The new BBC Sherlock walks the very fine hero/villain line with Sherlock so exceedingly well, with the giant assist from Moriarty, who’s an ENTJ (and look, a villain who’s not an INTJ!) But, Sherlock as Sir Arthur wrote him was still an INTJ. INTJs are notably terrible at interpersonal relationships, often getting described as cold, aloof and unresponsive. Yep, that’s him. Introverted — Sherlock has no true friends, living the life of the mind. Intuitive — Ink-stained fingers and dirty trouser knees are all that Sherlock needs to gather together his grand deductions. His reasoning goes way beyond simple observations that would make him an S. Thinker — Sherlock could care little (and understands little) about how people feel. Also, he like Gandalf, knows a ton of information that lets him make decisions and process the world. It’s when information doesn’t line up that he gets uncomfortable. Judger — I’ve seen Sherlock listed as a P, that he’s open to new information being the distinction, but I think that’s wrong. Js are OK with new data, but are confounded by it when it won’t fit into the pattern they think they’ve already intuited. Sherlock doesn’t get stumped, per se, but he does get annoyed and mostly at himself when he finds out something new that makes him have to revise his assessment.

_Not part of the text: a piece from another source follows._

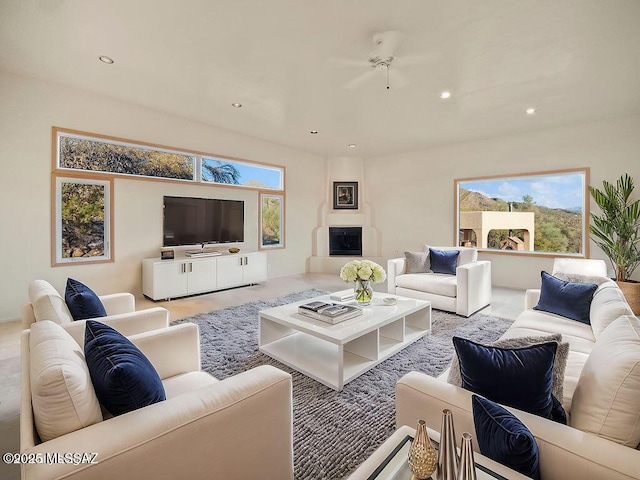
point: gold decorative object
(448, 460)
(423, 458)
(363, 291)
(467, 469)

Ok, so what about Moriarty? Moriarty (the BBC version for sure) is an extrovert, thriving on being around people, even his arch-nemesis. But the rest of it? Moriarty is just like Sherlock. It’s really good to show that their roles could easily have been switched and how any type could be the villain. Both Moriarty and Sherlock have moments where you hope or fear that they will tip the other way, into goodness or into evil.
The World War Z narrator
Survivor, researcher and interviewer
This character doesn’t have a name, isn’t part of the action. But after 400 pages, I’m pretty sure this character is an INTJ. Introverted — This character is never named, isn’t the story. The narrator meets people one at a time, getting them to share their stories without sharing his/her own. Intuitive — Oh, the logic in this book. You could have told this story with the end first, or starting at the Battle of Yonkers or a dozen other ways. But the narrator lays out the events in this sweeping arc so you can follow along without being caught up in the emotion of it. Thinker — This goes hand-in-hand with the N in this one. The narrator could tell the story with heart-wrenching emotional, dramatic detail. There are some heart-wrenching things that his interview subjects relate, but he doesn’t dramatize them, doesn’t try to play up the horror and emotional reaction of them. They just are what they are. People may have feelings, but he employs a detached, journalistic sensibility in telling the story. Judger – This narrator reveals that the first report he turns in to the UN is revised down to facts and figures and that they don’t want the human story. Maybe the narrator doesn’t get all the feelings of the people he interviewed, but he knows that telling the story of the people is the right thing to do and is upset that the report wasn’t presented that way (this is the big-picture way to do it, right?) INTJs have fairly strong moral compass (it’s all internal and we might have a hard time explaining it, but it’s there).
I tried to type Harry Dresden as an INTJ and I couldn’t do it. I think he’s an ISFJ or INFJ. Harry can be cold and vicious, but he’s so deeply in to protecting others and making sure they are safe, he just can’t be an INTJ.
What type are you and who has your type in fiction or movies?